Alors, maintenant, il faut y aller franchement: soit vous voulez que l'on fasse quelque chose mais, à ce moment-là, on devra le faire plus ou moins en oeuvrant contre les cantons, parce qu'ils ne sont pas très chauds, et il faudra alors qu'on se donne les moyens de le faire et de le faire connaître dans toute la Suisse, qu'on explique aux services existants que, ma foi, ce qu'ils font n'est pas suffisamment satisfaisant, qu'on va en faire un peu plus et qu'on va essayer un petit peu de les remplacer - procéder de la sorte aurait une autre tonalité que ce que vous venez de mentionner; soit, comme nous le proposons, vous y renoncez, ce qui revient à continuer de coordonner les services existants tels qu'on les connaît aujourd'hui. J'ai l'impression qu'on est un peu au milieu du gué.

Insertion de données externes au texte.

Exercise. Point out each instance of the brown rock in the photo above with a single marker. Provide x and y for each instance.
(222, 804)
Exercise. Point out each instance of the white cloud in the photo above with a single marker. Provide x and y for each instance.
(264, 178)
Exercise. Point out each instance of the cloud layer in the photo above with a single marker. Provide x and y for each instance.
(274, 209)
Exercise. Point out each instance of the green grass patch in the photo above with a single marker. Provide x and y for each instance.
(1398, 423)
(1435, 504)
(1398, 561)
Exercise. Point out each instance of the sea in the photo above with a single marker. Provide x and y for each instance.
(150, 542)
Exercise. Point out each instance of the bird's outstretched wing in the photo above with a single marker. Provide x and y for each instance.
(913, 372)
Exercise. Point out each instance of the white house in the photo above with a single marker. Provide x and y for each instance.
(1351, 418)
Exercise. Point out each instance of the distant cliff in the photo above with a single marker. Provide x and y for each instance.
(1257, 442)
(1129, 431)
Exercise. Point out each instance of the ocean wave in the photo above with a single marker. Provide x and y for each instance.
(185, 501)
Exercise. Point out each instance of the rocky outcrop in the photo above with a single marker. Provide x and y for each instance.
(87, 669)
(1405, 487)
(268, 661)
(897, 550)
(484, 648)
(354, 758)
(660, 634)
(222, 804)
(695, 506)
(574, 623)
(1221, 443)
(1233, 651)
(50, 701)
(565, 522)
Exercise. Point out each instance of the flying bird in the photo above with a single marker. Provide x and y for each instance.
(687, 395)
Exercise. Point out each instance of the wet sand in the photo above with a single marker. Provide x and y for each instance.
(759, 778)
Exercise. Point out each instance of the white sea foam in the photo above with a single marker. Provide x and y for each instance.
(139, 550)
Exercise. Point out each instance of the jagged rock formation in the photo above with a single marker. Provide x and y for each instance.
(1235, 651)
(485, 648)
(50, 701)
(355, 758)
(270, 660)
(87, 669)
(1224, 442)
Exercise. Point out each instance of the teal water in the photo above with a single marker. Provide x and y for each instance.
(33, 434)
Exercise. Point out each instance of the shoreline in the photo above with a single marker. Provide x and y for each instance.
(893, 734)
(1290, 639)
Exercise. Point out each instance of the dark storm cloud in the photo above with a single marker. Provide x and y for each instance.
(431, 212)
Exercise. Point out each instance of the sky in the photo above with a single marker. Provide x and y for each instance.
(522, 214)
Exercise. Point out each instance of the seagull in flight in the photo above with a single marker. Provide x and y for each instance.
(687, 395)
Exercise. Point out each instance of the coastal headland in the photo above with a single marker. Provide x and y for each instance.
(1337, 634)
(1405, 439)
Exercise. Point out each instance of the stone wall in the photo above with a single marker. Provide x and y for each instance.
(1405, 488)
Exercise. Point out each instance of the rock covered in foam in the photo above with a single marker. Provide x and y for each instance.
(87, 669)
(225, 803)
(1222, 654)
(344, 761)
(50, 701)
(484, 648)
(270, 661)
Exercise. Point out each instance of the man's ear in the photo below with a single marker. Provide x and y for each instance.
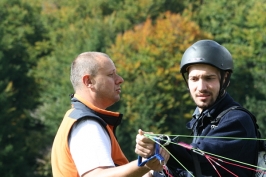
(87, 80)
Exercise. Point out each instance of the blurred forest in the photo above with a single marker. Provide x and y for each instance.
(145, 38)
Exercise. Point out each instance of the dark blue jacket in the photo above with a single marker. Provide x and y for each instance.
(235, 123)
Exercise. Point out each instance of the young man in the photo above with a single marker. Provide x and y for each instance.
(85, 144)
(206, 67)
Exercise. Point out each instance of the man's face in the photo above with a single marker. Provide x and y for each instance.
(107, 83)
(204, 84)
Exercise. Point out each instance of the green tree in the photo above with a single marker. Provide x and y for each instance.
(154, 96)
(22, 42)
(240, 26)
(79, 26)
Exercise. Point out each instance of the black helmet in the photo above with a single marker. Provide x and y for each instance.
(207, 52)
(211, 53)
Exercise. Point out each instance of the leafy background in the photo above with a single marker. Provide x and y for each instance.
(145, 38)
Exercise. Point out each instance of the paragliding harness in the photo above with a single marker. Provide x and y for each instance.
(261, 158)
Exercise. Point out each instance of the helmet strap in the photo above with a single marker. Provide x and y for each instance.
(224, 82)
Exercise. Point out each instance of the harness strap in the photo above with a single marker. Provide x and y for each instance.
(157, 155)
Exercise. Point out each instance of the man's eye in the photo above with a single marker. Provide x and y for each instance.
(193, 79)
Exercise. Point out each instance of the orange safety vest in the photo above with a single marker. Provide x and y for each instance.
(61, 159)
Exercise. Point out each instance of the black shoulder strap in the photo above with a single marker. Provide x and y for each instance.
(218, 118)
(258, 134)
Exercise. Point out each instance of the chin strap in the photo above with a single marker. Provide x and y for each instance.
(157, 155)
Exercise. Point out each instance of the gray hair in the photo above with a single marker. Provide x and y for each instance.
(85, 63)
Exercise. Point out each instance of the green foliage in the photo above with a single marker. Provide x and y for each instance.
(145, 38)
(148, 58)
(241, 29)
(22, 41)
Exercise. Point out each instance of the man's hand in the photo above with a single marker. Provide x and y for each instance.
(144, 146)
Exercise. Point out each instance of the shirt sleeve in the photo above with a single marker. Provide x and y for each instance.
(90, 146)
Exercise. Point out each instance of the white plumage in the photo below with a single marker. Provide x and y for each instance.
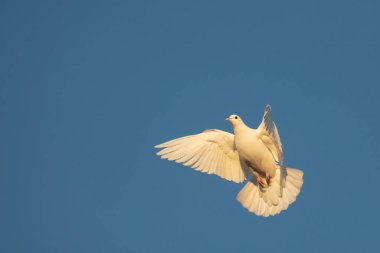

Vous souhaitez aller dans une direction; nous ne sommes pas fermés à cette solution, mais le problème, c'est que l'on poserait tellement de règles et de cautèles d'emblée qu'on ne voit pas très bien où cela pourrait aboutir. C'est avec cette argumentation, en essayant toujours de plutôt soutenir les cantons et les efforts qui sont réalisés dans ce domaine, que nous préférons travailler.

C'est cette argumentation qui nous conduit à vous recommander le rejet de la motion, et c'est pour cela que je vous invite à suivre la minorité de votre commission.